Compared with hollow and high-altitude remote sensing imagery, low-altitude remote sensing images are more detailed. The experimental results show that moving vehicles can cause stitching dislocation and tearing problems when stitching static backgrounds, such as traffic lines. To increase the number of matching pairs, Zheng et al. [34] have performed foreground and background separation experiments based on Grab Cut for indoor scene pictures. Still, the effect is completely different from this article. Different scenes have different definitions for foreground and background. For low-altitude aerial images, we define moving objects as foreground and static objects as background. In separation experiments based on semantic segmentation, dynamic vehicles are perfectly separated. According to the semantic information of the vehicle and the coordinate information on the image, all the feature points distributed on the vehicle are eliminated. From the comparison of (b) and (e), (c) and (f) in Figure 13, Figure 14 and Figure 15, it can be seen that the algorithm in this paper has fully examined the dynamic factors of the foreground, removed the phenomenon of static background dislocation, and improved the stitching quality. The proposed algorithm greatly reduces the problem of background stitching caused by dynamic foreground.
The current data set of the algorithm in this paper is relatively simple, and the season, climate, and other factors are not fully considered. Due to the need for practical applications, to obtain as much picture detail information as possible, our UAV collects pictures at low altitudes and with a certain speed limit, which results in the difference between the pictures being not particularly large.
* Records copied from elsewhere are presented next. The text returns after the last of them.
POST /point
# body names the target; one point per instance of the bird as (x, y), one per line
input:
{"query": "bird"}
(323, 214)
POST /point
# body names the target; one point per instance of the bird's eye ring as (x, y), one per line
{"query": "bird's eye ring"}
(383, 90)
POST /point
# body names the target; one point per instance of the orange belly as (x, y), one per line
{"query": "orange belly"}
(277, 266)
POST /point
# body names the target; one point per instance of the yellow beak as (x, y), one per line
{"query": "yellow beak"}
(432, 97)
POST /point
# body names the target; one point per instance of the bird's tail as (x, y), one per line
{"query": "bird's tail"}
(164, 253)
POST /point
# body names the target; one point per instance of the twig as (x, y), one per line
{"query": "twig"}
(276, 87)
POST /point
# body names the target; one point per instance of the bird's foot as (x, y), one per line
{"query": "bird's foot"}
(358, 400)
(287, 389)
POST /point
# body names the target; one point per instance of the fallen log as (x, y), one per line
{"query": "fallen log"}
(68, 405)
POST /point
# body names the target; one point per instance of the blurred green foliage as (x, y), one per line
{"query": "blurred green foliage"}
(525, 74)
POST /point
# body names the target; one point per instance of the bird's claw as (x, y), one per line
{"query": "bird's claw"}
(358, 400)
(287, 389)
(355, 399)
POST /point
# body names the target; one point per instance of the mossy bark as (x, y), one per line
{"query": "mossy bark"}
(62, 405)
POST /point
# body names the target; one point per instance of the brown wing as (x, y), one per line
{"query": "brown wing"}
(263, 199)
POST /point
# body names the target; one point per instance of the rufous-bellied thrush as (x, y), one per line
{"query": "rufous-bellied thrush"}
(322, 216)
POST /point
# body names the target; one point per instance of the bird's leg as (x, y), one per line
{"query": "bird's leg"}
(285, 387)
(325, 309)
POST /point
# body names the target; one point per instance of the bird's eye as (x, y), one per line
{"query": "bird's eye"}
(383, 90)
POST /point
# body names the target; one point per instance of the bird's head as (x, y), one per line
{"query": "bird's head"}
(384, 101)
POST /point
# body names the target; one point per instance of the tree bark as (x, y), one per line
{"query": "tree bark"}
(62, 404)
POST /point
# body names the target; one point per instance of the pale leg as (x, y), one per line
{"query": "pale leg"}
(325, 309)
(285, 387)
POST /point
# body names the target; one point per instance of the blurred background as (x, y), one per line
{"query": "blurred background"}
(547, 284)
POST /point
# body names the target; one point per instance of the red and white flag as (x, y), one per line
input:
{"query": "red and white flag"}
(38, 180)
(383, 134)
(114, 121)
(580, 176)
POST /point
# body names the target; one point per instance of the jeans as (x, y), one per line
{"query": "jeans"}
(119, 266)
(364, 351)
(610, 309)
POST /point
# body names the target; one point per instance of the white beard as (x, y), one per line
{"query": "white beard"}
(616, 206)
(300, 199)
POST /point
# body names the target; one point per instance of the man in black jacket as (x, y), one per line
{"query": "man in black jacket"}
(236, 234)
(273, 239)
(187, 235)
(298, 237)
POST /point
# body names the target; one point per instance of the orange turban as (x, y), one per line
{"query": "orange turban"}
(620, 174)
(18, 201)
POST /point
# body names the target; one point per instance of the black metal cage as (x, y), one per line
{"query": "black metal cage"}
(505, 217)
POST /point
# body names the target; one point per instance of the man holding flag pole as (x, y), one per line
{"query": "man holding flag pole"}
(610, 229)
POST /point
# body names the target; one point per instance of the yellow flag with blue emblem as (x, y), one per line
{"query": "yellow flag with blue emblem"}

At present, our experiments are mainly carried out on two images. Considering practical engineering problems, improving the quality of image stitching with large differences, and stitching multiple consecutive aerial images is one of the follow-up research directions.

5. Conclusions

The shooting environment of the drone and the height angle of the shooting are complex and changeable. Aerial drone photography covers a large field of view and can clearly depict the exact outline of things on the ground. However, in medium- to high-altitude environments, the aerial images contain a lack of detailed information about specific things. As the drone is lowered on the vertical gradient, the field of view becomes smaller and smaller, and the aerial images contain more and more detailed information about specific things on the ground, with dynamic objects clearly visible. In hollow and high-altitude environments, the details of the objects in the aerial image are not obvious. In contrast, in low-altitude settings, the dynamic objects in the image taken by the drone are visible. Therefore, the stitching of low-altitude aerial images will be affected by changes in the position of dynamic foreground objects, resulting in quality problems, such as stitching dislocation and tearing in the stitched image. Traditional algorithms cannot effectively solve this problem. A UAV aerial image stitching algorithm is proposed to solve this problem based on semantic segmentation and ORB. It combines the semantic information obtained by semantic segmentation with the traditional ORB stitching algorithm to achieve high-quality aerial image stitching.
This paper uses aerial images to perform the speed comparison test of SIFT, SURF, and ORB extraction features. The advantages and shortcomings of the three algorithms for extracting feature points are analyzed. Because the number and speed of feature points extracted by the ORB algorithm meet the experimental requirements, the ORB algorithm is selected for feature extraction of aerial images. However, in order to solve the problem of uneven distribution of feature points extracted by ORB, this paper introduces the idea of quadtree to filter the extracted feature points, so that the feature points are evenly distributed in the image. Then, to reduce the impact of dynamic moving objects on static background splicing, during image registration, semantic segmentation is performed on the images to be spliced, the foreground and background are separated, the semantic information of the foreground is obtained and compared with the feature point information, and the feature points located on the dynamic foreground were removed. Finally, the image splicing and fusion are realized based on the homography matrix and the weighted fusion algorithm.
This paper conducts stitching experiments based on two algorithms. The first one does not consider dynamic foreground factors to perform image stitching directly, and the second one is based on the algorithm of this paper for stitching experiments. According to the analysis of the experimental comparison results, both from the subjective visual evaluation and the objective data, the superiority of the algorithm in this paper is strongly proved. In addition to this, experiments have been carried out with conventional stitching algorithms based on the experimental data in this paper, and the stitching results have been compared with those of this paper. It is well demonstrated that the algorithm in this paper effectively reduces the problems of background image stitching caused by dynamic foregrounds, such as background stitching dislocation, and improves the quality of image stitching. It provides technical support for the broad application of images captured by UAVs at various heights or in complex environments.

Author Contributions

Methodology, software, writing—original draft preparation and writing—review and editing, G.Z.; formal analysis, G.Z. and D.Q.; resources and project administration, D.Q.; supervision, D.Q., L.M., J.Y., H.T., M.Y. and H.B. All authors have read and agreed to the published version of the manuscript.

Funding

This research was funded by the Outstanding Youth Project of Provincial Natural Science Foundation of China in 2020 (YQ2020F012), National Natural Science Foundation of China (61771186) and Nursing Program for Young Scholars with Creative Talents in Heilongjiang Province (UNPYSCT2017125).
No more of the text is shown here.